Three years ago, I wrote a post called “Teaching in the context of living.” The post was inspired by a conversation that I had with a young man who I had recently met. The young man loved to listen to his pastor teach/preach, but also recognized that something very important was missing. Since he did not actually know his pastor, he had no context for what was being said. The “teaching” was in word only.
I thought this post would also go along well with the “teaching workshop” that we’re currently going through on Sunday mornings.
Several days ago, I had the opportunity to have lunch with a young, single guy who has been meeting with us on Sundays for a few weeks. In the course of the conversation, he said that he wanted to talk about ecclesiology. Even though I’m not really interested in that subject (ahem), I was cordial to his request.
He began to talk about the church that he had been part of. He was not talking negatively about the church – in fact, he praised the church for what it was trying to do, and he praised the pastors and leadership. He said that he really appreciated the main pastor’s preaching, and he usually agreed with him.
Then he said something that I’ve been thinking and writing about for some time, but it was encouraging hearing it from someone else. This young man said that while he enjoyed the pastor’s sermon, he did not have a context in which to understand what the man was trying to teach.
I asked my new friend what he meant. He said, “My only relationship with this pastor is through a 30 minute sermon on Sunday morning. I don’t know anything about his life, or his family, or the way he treats his neighbors, or anything else. I only know what he tells me during his sermons.

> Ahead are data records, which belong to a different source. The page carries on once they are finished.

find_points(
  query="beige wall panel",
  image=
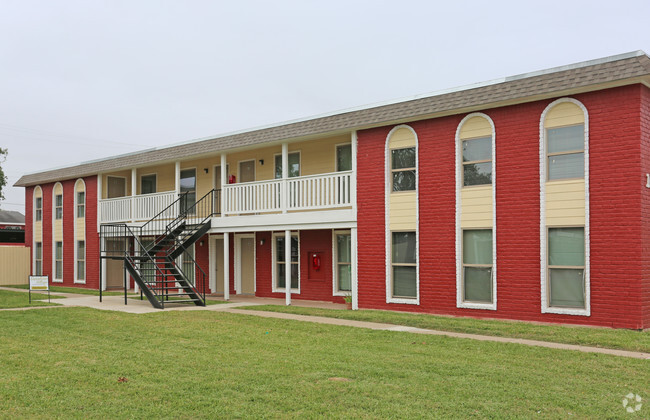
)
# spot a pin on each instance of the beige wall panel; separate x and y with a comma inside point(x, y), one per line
point(565, 203)
point(123, 174)
point(403, 211)
point(319, 156)
point(475, 127)
point(402, 137)
point(476, 207)
point(164, 177)
point(14, 265)
point(38, 231)
point(565, 113)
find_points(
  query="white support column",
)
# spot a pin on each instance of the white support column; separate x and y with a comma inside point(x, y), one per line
point(287, 266)
point(353, 181)
point(284, 191)
point(224, 175)
point(353, 274)
point(226, 266)
point(134, 185)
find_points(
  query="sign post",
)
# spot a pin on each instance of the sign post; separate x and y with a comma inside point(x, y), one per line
point(39, 283)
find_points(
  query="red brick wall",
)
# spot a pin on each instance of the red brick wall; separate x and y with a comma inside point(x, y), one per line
point(314, 285)
point(615, 222)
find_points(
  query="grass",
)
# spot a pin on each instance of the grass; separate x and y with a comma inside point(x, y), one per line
point(10, 299)
point(77, 290)
point(80, 362)
point(597, 337)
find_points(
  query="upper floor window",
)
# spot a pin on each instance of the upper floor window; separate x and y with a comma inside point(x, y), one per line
point(344, 157)
point(402, 163)
point(294, 165)
point(58, 206)
point(565, 152)
point(477, 161)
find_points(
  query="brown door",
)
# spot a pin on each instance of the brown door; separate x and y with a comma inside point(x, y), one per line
point(116, 187)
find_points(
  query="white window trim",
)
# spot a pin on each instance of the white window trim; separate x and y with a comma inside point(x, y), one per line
point(34, 221)
point(389, 237)
point(543, 228)
point(460, 302)
point(77, 239)
point(143, 175)
point(275, 289)
point(335, 276)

There is no relational context for learning what he is trying to teach.”
As I continued to talk to this young man, and to hear his heart for learning through relationships as well as through the spoken message, I couldn’t help but think of the examples that we have in Scripture.
Notice, for example, what Paul tells the elders from Ephesus:
And when they came to him, he said to them: “You yourselves know how I lived among you the whole time from the first day that I set foot in Asia…” (Acts 20:18 ESV)
Also, this is what Paul reminds the believers in Thessalonika:
For you remember, brothers, our labor and toil: we worked night and day, that we might not be a burden to any of you, while we proclaimed to you the gospel of God. You are witnesses, and God also, how holy and righteous and blameless was our conduct toward you believers. (1 Thessalonians 2:9-10 ESV)
He tells the Philippians:
What you have learned and received and heard and seen in me – practice these things, and the God of peace will be with you. (Philippians 4:9 ESV)
The obvious exception to this pattern seems to be that when Paul wrote to the church in Rome, he had not been to Rome, although he seemed to know many of the believers there. However, even in this case, Paul later lived among the Roman believers for at least two years (Acts 28:30).
In other words, Paul did not intend for his words alone (neither his spoken words nor his written words) to make up the extent of his service to the people of God. He recognized the importance of living with the people as part of his work. He shared his life with them, and they shared their lives with him. Paul had much, much more than a “speaking ministry” among the people.
His words then often pointed back to his example of living and working among the people.
Today, too often, teachers spend very little time with the people they are attempting to teach. As my young friend said, there is no context for their teaching. This is not discipleship or teaching in the biblical sense, or in the sense that either Jesus or Paul modeled for us.
Instead, we need to live with the people that we hope to teach. Our teaching must be in the context of our living if we hope to see transformation – both our own transformation and transformation in the lives of others.